図1:マルチオミクスデータから代謝変化とその制御を定量的に解析する数理モデルOMELETにより、肥満における肝臓グルコース代謝異常を解析した。

 

肝臓のグルコース代謝の代謝フラックスの推定
研究グループは空腹時の野生型と肥満および糖尿病モデルマウスであるob/obマウス肝臓から、代謝物・酵素タンパク質・転写物のマルチオミクスデータを取得しました。肥満ではグルコース代謝に属する多くの代謝物・酵素タンパク質・転写物が増加していました。しかし、マルチオミクスデータのみからでは肥満において代謝フラックスがどのように変化しているのか分かりませんでした。そこで、まずこれらのマルチオミクスデータに対してOMELETを適用し、肝臓の糖代謝の代謝フラックスを推定し、肥満に伴う代謝フラックス変化を定量しました。OMELETで推定した代謝フラックスは、先行研究における同位体標識実験で得られた代謝フラックスとよく一致しており、OMELETは同位体標識実験なしでも十分に正確な代謝フラックスを推定できることを確かめました。また、OMELETにより、肥満マウスでは糖新生やピルビン酸サイクルの代謝フラックスが大きく増加することが分かりました(図2)。

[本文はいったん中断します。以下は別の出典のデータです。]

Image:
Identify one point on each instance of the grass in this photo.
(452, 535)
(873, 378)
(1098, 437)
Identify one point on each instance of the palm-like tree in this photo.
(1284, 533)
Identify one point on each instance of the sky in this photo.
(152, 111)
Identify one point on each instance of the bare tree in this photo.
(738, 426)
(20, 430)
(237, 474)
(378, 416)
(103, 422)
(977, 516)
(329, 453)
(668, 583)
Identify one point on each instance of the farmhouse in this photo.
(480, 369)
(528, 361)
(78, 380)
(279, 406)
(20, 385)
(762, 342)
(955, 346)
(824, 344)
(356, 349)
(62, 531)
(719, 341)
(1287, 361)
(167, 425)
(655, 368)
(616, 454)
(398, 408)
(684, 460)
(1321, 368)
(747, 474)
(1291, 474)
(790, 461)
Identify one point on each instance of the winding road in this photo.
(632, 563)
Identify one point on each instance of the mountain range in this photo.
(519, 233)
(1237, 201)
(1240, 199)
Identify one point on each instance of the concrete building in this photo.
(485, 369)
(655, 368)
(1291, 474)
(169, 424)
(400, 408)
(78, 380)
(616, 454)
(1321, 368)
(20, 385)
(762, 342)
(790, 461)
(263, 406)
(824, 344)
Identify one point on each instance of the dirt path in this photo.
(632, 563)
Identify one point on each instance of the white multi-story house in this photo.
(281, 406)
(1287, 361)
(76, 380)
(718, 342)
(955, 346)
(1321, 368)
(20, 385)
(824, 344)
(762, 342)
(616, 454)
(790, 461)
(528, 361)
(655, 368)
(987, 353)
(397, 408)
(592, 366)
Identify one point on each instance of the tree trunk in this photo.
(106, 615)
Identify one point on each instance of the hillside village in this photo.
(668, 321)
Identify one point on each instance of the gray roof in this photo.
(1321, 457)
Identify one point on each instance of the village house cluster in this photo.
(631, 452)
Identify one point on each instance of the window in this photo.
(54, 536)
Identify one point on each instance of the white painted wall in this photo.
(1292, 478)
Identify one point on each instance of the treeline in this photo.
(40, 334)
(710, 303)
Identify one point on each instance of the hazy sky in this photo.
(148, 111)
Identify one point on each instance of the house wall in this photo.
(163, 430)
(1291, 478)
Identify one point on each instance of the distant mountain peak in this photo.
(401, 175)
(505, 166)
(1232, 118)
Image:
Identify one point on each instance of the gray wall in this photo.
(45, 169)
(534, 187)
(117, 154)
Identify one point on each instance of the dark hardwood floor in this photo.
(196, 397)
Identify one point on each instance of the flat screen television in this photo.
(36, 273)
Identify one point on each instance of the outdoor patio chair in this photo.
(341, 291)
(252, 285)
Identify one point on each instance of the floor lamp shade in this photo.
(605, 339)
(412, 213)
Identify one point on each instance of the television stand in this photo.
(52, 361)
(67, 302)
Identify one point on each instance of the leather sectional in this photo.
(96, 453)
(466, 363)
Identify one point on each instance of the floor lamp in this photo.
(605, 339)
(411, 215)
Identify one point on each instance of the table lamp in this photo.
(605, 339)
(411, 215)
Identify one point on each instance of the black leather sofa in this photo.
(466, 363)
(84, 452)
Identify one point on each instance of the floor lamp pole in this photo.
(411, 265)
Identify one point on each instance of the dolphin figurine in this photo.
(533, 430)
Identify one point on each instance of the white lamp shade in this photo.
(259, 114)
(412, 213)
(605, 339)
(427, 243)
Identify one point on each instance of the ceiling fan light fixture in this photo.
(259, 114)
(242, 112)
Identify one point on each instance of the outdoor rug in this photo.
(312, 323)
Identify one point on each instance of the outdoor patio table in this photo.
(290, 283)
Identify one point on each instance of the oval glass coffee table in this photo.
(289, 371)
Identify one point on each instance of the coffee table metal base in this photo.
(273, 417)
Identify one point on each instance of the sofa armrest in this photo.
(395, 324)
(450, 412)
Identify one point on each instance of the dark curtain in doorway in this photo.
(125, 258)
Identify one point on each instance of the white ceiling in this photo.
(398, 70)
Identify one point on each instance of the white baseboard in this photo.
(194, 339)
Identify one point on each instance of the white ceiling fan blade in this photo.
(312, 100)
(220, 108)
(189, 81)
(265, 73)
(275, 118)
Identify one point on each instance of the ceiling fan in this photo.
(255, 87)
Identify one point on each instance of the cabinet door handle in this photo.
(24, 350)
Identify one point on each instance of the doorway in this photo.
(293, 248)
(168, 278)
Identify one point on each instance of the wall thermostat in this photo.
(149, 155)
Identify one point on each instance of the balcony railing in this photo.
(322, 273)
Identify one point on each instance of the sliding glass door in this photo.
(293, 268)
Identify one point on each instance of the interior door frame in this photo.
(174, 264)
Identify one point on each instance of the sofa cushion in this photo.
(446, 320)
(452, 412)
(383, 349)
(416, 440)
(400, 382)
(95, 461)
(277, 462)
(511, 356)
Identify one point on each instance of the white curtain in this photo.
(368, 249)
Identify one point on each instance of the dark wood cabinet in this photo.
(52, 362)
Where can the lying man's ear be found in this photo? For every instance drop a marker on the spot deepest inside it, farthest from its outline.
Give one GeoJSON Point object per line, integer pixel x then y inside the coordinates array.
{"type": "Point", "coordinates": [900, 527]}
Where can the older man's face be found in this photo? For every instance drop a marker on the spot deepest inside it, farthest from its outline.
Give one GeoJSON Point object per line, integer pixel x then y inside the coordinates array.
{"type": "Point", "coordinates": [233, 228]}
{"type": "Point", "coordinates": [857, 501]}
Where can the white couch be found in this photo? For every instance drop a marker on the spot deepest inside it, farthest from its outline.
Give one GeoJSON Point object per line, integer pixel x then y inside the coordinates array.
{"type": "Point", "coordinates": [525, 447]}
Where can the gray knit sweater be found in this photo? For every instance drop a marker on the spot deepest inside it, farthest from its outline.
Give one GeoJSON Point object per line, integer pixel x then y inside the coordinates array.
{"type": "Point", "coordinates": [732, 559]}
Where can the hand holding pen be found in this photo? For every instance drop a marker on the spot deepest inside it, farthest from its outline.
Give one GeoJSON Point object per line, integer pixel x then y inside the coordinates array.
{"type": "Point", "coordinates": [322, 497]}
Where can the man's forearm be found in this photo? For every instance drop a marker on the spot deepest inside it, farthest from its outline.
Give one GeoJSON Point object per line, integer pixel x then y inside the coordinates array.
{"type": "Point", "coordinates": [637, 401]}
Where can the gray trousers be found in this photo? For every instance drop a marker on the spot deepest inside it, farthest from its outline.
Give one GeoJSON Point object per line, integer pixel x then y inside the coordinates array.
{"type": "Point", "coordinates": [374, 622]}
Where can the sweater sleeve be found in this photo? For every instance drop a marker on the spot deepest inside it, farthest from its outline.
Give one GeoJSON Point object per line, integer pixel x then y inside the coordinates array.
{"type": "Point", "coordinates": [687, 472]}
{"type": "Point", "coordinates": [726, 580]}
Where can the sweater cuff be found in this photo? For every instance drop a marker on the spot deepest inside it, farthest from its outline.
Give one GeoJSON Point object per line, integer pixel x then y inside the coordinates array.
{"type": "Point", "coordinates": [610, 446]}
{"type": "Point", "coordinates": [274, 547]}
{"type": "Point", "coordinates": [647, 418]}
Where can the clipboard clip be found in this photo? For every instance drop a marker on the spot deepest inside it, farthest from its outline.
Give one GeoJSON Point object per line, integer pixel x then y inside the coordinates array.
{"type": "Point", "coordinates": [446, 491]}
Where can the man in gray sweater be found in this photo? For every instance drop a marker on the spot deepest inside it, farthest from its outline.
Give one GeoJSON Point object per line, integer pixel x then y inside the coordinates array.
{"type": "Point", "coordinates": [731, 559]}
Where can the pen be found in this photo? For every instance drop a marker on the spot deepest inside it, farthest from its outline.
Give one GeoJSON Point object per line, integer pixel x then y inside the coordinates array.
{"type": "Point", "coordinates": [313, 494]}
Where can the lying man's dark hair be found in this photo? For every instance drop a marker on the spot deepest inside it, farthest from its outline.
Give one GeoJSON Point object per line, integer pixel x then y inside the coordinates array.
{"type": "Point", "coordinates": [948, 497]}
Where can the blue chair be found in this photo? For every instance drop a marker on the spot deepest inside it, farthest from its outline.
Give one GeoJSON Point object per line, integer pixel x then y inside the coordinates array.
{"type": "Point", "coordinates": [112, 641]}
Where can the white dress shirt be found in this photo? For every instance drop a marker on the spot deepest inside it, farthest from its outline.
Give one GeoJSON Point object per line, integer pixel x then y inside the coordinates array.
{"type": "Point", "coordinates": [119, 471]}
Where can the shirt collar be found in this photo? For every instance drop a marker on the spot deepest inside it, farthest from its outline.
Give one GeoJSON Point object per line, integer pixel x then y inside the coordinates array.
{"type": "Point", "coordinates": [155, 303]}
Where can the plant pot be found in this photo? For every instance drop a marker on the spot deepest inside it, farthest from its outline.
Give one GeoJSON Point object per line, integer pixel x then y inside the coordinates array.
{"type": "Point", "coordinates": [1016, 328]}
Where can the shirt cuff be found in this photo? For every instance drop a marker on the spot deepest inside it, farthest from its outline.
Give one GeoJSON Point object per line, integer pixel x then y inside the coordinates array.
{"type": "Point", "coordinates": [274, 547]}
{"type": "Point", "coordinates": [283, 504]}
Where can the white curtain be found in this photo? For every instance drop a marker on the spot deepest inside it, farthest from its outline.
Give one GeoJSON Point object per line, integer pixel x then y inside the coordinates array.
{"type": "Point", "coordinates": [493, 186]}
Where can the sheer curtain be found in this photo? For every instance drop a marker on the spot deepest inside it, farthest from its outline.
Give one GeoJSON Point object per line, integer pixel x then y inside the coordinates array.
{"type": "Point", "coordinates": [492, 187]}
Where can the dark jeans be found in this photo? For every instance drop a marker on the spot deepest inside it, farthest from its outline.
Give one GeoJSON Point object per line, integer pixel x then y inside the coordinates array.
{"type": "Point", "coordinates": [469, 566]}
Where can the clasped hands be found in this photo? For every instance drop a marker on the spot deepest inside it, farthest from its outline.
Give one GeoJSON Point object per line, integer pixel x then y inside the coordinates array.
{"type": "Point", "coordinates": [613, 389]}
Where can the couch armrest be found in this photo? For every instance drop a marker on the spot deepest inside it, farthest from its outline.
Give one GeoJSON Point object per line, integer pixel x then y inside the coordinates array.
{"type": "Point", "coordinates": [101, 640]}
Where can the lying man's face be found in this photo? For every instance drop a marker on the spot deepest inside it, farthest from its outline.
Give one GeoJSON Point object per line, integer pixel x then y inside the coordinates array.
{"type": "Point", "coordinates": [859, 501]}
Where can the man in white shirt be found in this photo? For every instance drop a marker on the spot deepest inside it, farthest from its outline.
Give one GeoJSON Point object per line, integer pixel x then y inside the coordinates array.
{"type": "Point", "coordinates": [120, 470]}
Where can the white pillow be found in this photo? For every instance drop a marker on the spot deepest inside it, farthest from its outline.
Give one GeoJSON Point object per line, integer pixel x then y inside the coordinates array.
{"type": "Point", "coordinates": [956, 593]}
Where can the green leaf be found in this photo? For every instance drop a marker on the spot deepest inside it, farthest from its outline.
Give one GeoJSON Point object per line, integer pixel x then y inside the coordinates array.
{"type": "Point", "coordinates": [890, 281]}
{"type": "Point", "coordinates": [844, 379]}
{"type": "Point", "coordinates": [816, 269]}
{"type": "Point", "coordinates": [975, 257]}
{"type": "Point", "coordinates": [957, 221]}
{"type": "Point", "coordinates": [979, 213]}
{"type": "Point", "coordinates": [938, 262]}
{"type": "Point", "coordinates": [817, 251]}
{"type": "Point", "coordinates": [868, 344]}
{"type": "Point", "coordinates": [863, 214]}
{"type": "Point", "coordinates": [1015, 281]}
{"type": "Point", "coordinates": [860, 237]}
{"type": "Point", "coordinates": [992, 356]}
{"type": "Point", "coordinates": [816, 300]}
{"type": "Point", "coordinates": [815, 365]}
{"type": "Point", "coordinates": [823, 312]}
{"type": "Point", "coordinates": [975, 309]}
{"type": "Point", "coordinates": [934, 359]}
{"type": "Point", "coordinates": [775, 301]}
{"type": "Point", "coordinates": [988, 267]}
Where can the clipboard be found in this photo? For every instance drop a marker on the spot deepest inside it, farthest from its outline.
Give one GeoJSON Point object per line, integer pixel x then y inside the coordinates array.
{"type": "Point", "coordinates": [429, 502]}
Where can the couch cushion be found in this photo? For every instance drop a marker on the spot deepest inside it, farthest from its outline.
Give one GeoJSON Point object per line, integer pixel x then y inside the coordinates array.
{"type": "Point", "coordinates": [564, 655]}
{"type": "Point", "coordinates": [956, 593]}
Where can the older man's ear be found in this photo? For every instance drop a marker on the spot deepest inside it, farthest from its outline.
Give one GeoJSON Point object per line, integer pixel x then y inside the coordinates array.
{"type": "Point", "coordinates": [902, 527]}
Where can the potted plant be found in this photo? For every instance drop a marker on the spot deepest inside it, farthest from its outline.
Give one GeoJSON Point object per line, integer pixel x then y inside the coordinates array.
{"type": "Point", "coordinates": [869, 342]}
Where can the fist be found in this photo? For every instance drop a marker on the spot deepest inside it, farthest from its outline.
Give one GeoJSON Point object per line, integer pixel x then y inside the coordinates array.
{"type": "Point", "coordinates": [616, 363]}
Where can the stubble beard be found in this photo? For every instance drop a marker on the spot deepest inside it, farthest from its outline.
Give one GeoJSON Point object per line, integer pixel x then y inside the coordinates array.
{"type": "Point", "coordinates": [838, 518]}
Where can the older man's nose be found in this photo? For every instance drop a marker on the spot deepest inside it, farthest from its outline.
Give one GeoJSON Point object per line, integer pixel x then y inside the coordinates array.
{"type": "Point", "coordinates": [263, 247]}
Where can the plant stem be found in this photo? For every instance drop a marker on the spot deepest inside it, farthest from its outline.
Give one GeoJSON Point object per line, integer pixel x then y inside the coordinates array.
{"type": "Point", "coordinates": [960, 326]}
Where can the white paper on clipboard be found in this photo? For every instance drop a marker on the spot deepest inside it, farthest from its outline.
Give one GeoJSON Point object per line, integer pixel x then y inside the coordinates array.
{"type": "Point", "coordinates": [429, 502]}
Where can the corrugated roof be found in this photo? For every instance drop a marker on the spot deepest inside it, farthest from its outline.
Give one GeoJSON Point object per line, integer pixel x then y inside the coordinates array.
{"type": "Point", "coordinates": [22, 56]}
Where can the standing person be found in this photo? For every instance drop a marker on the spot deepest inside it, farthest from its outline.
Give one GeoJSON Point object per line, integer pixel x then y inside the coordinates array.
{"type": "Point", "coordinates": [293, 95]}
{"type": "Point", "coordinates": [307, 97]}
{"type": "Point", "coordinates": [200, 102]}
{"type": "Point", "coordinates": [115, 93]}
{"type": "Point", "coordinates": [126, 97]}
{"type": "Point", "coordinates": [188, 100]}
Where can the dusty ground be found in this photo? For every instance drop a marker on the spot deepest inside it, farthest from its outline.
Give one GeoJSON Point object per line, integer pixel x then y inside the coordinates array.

図2:肥満における肝臓グルコース代謝変化とその変化に対する主な制御。肥満マウスにおける糖新生の代謝フラックスの増加は代謝物ではなく主に転写物の増加で引き起こされていた。一方でピルビン酸サイクルでの代謝フラックス増加は、まずPKの転写物の増加によりPKフラックス増加が起こり、それが下流のPC・PEPCKの基質代謝物の増加をもたらし、最終的に基質代謝物の増加に駆動されてPEPCKフラックス増加が起こった。

 

肥満における代謝フラックス変化に対する寄与率
肥満による代謝フラックス変化に対して、酵素や代謝物など各制御因子がどの程度影響を及ぼしているかを調べるため、マルチオミクスデータとOMELETから推定された反応速度パラメータから、肥満に伴う代謝フラックス変化に対する各制御因子の寄与率を算出しました。その結果、肥満マウスにおける糖新生の代謝フラックスの増加は代謝物ではなく、主に転写物の増加が酵素発現を介して引き起こしていることが分かりました(図2)。一方でピルビン酸サイクルのフラックス増加の機序は反応によって異なっており、ピルビン酸キナーゼ (PK)(注5) は主に転写物量、ピルビン酸カルボキシラーゼ(PC)(注6)は転写物と基質代謝物の両方、ホスホエノールピルビン酸カルボキシラーゼ(PEPCK)は主に基質代謝物の増加で引き起こされていることが明らかになりました。このことから、ピルビン酸サイクルの代謝フラックス増加は、まずPKの転写物増加によりPKフラックス増加が起こり、それが下流のPC・PEPCKの基質代謝物の増加をもたらし、最終的に基質代謝物の増加に駆動されてPEPCKフラックス増加が起こったという機序が示唆されました。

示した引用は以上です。